- Sire: Unbridled
- Grandsire: Fappiano
- Dam: Astaire Step
- Damsire: Nureyev
- Sex: Mare
- Foaled: 1995
- Country: United States
- Colour: Dark Bay/Brown
- Breeder: 505 Farms
- Owner: 505 Farms
- Trainer: John Shirreffs
- Record: 15: 11-1-1
- Earnings: US$1,311,800

Major wins
- Hollywood Oaks (1998) Bayakoa Handicap (1998, 1999) El Encino Stakes (1999) Lady's Secret Breeders' Cup Handicap (1999) La Cañada Stakes (1999) Vanity Invitational Handicap (1999) Santa Margarita Invitational Handicap (1999) Santa Maria Handicap (2000)

= Manistique (horse) =

American-bred Thoroughbred racehorse

Manistique (foaled 1995 in Kentucky) is an American Thoroughbred racehorse. Manistique won eleven races all in California.

==Background==
Bred and raced by Marshall Naify's 505 Farms, she was an exceptionally large filly who stood close to seventeen hands. Thoroughbred Times reported that she was a "high-strung mare, whose excitability has been her undoing in three disappointing efforts out of state."

==Racing career==
Conditioned for racing by John Shirreffs, Manistique debuted in 1998, winning her first three races at Hollywood Park Racetrack by a combined thirty-one lengths. She then was shipped to Saratoga Race Course in the New York state where her volatility caused her problems and she ran third to Banshee Breeze in the Alabama Stakes. In 1999, she won six important stakes including the Grade I Vanity Invitational and Santa Margarita Invitational Handicaps. Her temperamental problems and dislike of travel would be evident when, after a brilliant campaign in California, she finished last in the Breeders' Cup Distaff at Gulfstream Park in Florida then returned to Hollywood Park where soon after she won her second straight Bayakoa Handicap by three lengths.
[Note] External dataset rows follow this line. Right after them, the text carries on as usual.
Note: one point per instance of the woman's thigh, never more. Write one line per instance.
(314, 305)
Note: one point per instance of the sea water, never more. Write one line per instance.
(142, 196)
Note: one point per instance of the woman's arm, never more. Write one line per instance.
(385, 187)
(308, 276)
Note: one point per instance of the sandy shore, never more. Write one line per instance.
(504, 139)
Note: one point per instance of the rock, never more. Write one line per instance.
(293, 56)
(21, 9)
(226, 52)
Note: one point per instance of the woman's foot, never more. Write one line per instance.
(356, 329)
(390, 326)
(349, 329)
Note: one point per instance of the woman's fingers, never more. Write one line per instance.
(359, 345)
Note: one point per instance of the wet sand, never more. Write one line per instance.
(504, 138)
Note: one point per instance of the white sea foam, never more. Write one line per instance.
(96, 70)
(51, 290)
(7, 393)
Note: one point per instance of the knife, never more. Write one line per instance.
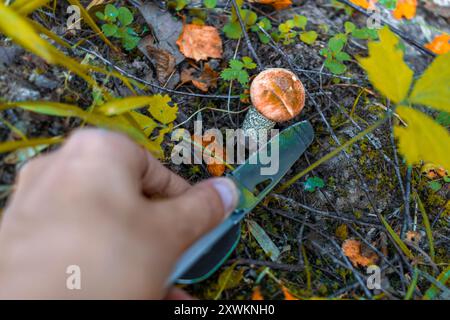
(206, 255)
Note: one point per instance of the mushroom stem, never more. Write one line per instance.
(255, 121)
In February 2000, the then five-year-old Manistique earned her third Grade I victory in the Santa Maria Handicap while carrying a career-high 125 pounds. It was to be her last race as she later injured herself during a workout and was retired.

==Broodmare==
Owner Marshall Naify died on April 19, 2000, and his estate sold Manistique to Aaron and Marie Jones who sent her to serve as a broodmare at Taylor Made Farm near Nicholasville, Kentucky. Manistique suffered an "Early Fetal Loss" of her first foal as a result of the Mare Reproductive Loss Syndrome (MRLS) that plagued horse breeding farms in central Kentucky in 2001. She produced her first live foal in 2003 by Forestry. She has since foaled two by Storm Cat in 2004 and 2005. The latter, named Old Ninety Eight, is currently (2009) racing for Team Valor.